Oregon Entrepreneurs Network is throwing a Food and Beverage Showcase next month designed as a replacement for its signature event Angel Oregon, which was put on hiatus this year.
The showcase will run similar to Angel Oregon and feature startups pitching their companies. The audience will include investors, potential partners and retailers.
It will not, like in previous years, hand out a capital investment. Instead, companies will vie for prize packages that include shelf space at the retailer Green Zebra, legal and accounting services, and packaging and product design services, said Maggie Finnerty, president and executive director of OEN.
The group has already started working with startups on pitches.
Finnerty expects about 50 companies from around the state to participate. That large initial group will be whittled down during the week of Sept. 17 with qualifying pitch events before investors and industry experts at locations across the state.
The final event is slated for Oct. 2. Registration is available online until Sept. 12.
The event is designed to be fully bilingual in English and Spanish, as to encourage Spanish-speaking businesses to participate.
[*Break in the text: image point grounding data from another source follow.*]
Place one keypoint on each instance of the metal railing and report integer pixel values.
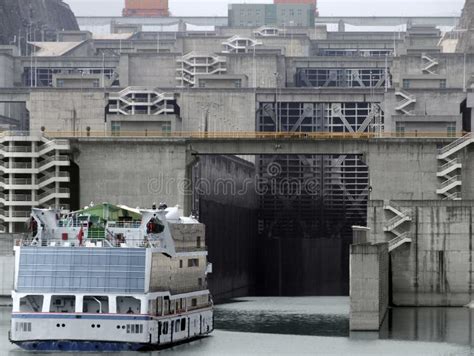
(397, 240)
(453, 196)
(395, 219)
(449, 164)
(456, 143)
(450, 181)
(18, 165)
(254, 135)
(59, 175)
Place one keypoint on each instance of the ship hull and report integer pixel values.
(79, 346)
(94, 346)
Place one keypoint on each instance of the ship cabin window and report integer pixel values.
(193, 262)
(31, 304)
(134, 329)
(63, 304)
(25, 327)
(96, 305)
(128, 305)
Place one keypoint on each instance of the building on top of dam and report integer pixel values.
(264, 77)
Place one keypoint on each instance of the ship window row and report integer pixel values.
(134, 329)
(192, 262)
(25, 327)
(177, 326)
(90, 304)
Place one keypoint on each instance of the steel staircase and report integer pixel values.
(33, 304)
(429, 64)
(403, 105)
(449, 168)
(393, 227)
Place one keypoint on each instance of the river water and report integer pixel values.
(313, 326)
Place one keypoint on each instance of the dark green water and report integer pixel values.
(313, 326)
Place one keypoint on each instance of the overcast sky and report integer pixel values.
(326, 7)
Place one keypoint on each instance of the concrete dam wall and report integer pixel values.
(226, 203)
(40, 16)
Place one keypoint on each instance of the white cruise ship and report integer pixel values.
(111, 278)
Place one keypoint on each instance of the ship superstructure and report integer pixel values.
(110, 278)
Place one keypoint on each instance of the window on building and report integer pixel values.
(451, 130)
(400, 129)
(166, 127)
(115, 126)
(25, 327)
(193, 262)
The events will feature interpreters skilled in language translations as well as tone and excitement level.
Angel Oregon had become an important annual event in the region’s startup ecosystem, creating an accredited investor-backed vehicle that steered money toward one company. Last year, the winning company received $200,000. Angel Oregon helped spawn other investment groups such as Oregon Venture Fund and Portland Seed Fund and, for many years, was one of the few ways to find angel investors. The decision to change it was not made hastily.
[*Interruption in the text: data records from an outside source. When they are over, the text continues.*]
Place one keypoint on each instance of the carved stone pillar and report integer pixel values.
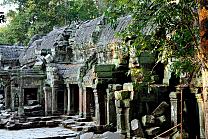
(21, 101)
(174, 108)
(80, 100)
(48, 100)
(86, 103)
(68, 99)
(12, 96)
(201, 115)
(123, 117)
(54, 100)
(97, 107)
(65, 100)
(7, 92)
(122, 101)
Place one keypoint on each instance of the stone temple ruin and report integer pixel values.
(83, 69)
“People are surprised Angel Oregon is at least on hold for this year because it has been around for so long,” Finnerty said. “But, at the same time when we talk about it, the investors say they can invest $7,500 in Angel Oregon and one company or do $20,000 and be in Oregon Venture Fund and be in (several) companies. It didn’t seem best for investors and we felt we could provide the experience and visibility to the participants as we did for Angel Oregon.”
In March, the 27-year-old group announced a major overhaul in how it works with entrepreneurs. It’s shifting to an industry-cluster model, focused first on food and beverage, and cannabis. The group wants to better connect businesses in those industries with resources and networks that exist across the state. Other clusters would roll out later.